None of this will come as a great surprise to sceptics who have long doubted the mind-boggling numbers supposedly delivered by some internet campaigns and, indeed, websites. It also shows the perils of buying media as a commodity through supposedly infallible ad exchanges.

Andrew Goode, COO of Project Sunblock, adds:

“This is a unfortunate case for Mercedes, but it is far from alone in its fight against the advertising botnets. Complex computer programmes are preying on big advertising budgets as marketers flock online in order to increase brand visibility. So much so, that industry bodies now predict that at least a third of all online traffic is generated by robots.

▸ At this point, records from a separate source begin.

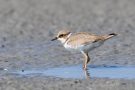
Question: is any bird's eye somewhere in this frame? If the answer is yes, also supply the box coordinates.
[59,34,64,38]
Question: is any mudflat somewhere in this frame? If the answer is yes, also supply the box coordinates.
[0,0,135,90]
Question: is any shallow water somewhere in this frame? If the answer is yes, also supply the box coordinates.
[10,65,135,79]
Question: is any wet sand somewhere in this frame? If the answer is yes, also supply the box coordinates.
[0,0,135,90]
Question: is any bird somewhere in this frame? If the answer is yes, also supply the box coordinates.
[51,30,117,70]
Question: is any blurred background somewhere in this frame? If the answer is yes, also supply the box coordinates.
[0,0,135,67]
[0,0,135,90]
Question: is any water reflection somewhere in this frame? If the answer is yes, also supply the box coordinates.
[8,65,135,79]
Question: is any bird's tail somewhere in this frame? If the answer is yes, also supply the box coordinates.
[103,33,117,40]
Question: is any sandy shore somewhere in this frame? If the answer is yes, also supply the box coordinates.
[0,0,135,90]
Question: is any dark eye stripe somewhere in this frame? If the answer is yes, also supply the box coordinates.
[59,34,64,37]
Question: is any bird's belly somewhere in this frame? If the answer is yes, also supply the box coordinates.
[80,42,103,51]
[64,42,103,51]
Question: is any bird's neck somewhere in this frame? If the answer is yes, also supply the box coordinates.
[61,33,72,44]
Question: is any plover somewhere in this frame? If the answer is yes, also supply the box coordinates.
[52,30,117,70]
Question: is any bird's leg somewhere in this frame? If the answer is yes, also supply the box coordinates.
[82,52,90,70]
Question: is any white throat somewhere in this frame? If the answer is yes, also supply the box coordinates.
[58,33,72,44]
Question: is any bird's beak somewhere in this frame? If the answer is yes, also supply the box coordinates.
[51,37,58,41]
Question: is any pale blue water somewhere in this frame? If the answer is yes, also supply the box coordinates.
[12,65,135,79]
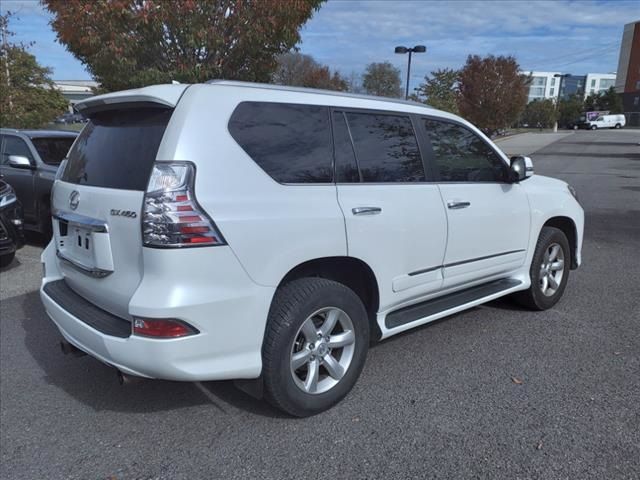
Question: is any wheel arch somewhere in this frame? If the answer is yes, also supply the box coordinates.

“The issue is that there is a real lack of visibility and transparency around where digital ads end up once they’re fed into industry ad exchanges. These ad exchanges deal with the buy and sell of ad impressions, but they themselves have no commitment or ability to identify and weed out fraudulent publishers, and so the robots go on undetected.

“Nearly four in five (78 per cent) UK advertisers have no insight into how many of their ad impressions could be fraudulent, despite relatively broad awareness of the issue of bot traffic. This needs to change if the industry is to turn the tables on the botnets. The onus is on the brands themselves to act, not their advertising agencies or ad exchanges.”

Update 28/5/14

Rocket Fuel says:

Bots are a real problem, but less so than sensational headlines on top of non-news. A recent Financial Times article (see above) cites Mercedes-Benz as estimating that fewer than 6% of an online advertising campaign served by Rocket Fuel were labeled as questionable, yet the headline suggests an apocalypse of digital advertising. Between Rocket Fuel’s bot-screening technology and our accredited partners’ (in this case, Integral Ad Science) real-time screening, Rocket Fuel found quality ad inventory to serve in place of the 6% of Mercedes ads identified as questionable, and delivered those impressions to humans before any bills were even sent.

Rocket Fuel takes an aggressive posture to screen bots out of the ad space in the over 200 countries worldwide where we serve our customers’ ads. We reject approximately 40% of all ad space daily due to its failure to pass our own bot and brand-safety screens. In February of 2014, when the Financial Times suggests that we delivered approximately 200,000 impressions to bots, we rejected 497,827,451,520 impressions while evaluating approximately 1.1 trillion impressions as candidates for our customers’ ads. Put another way, if every ad the Financial Times suggests we delivered were the size of a 1″x1″ postage stamp, and those ads were laid down side by side, they would cover 49% of one standard doubles’ tennis court. By contrast, we rejected 1,231,173 tennis courts’ worth of questionable ad space.

There is an ongoing arms race between Rocket Fuel and scammers who create fake websites and bot traffic in an attempt to fool advertisers into spending money to “advertise” to these bots who can appear human if not studied carefully. We want to help advertisers make sure they’re getting real results from Rocket Fuel and their other partners, and to this end we have been providing free tools for years to help them run clean A/B tests to measure the incremental value Rocket Fuel adds to their advertising. In addition, two weeks ago we announced that we will release a free bot-detection tool that will further help advertisers keep bots out of their results.

As we help advertisers achieve new levels of success in digital marketing, they spend more with Rocket Fuel. This, in turn, has powered our growth as Deloitte’s #1 fastest-growing technology company in North America, and is further evidenced by our industry-leading success-story program which features 45 branded customer testimonials.

As you would. Bring back old-time media buyers who do their business in the Dog and Duck in Soho, I say.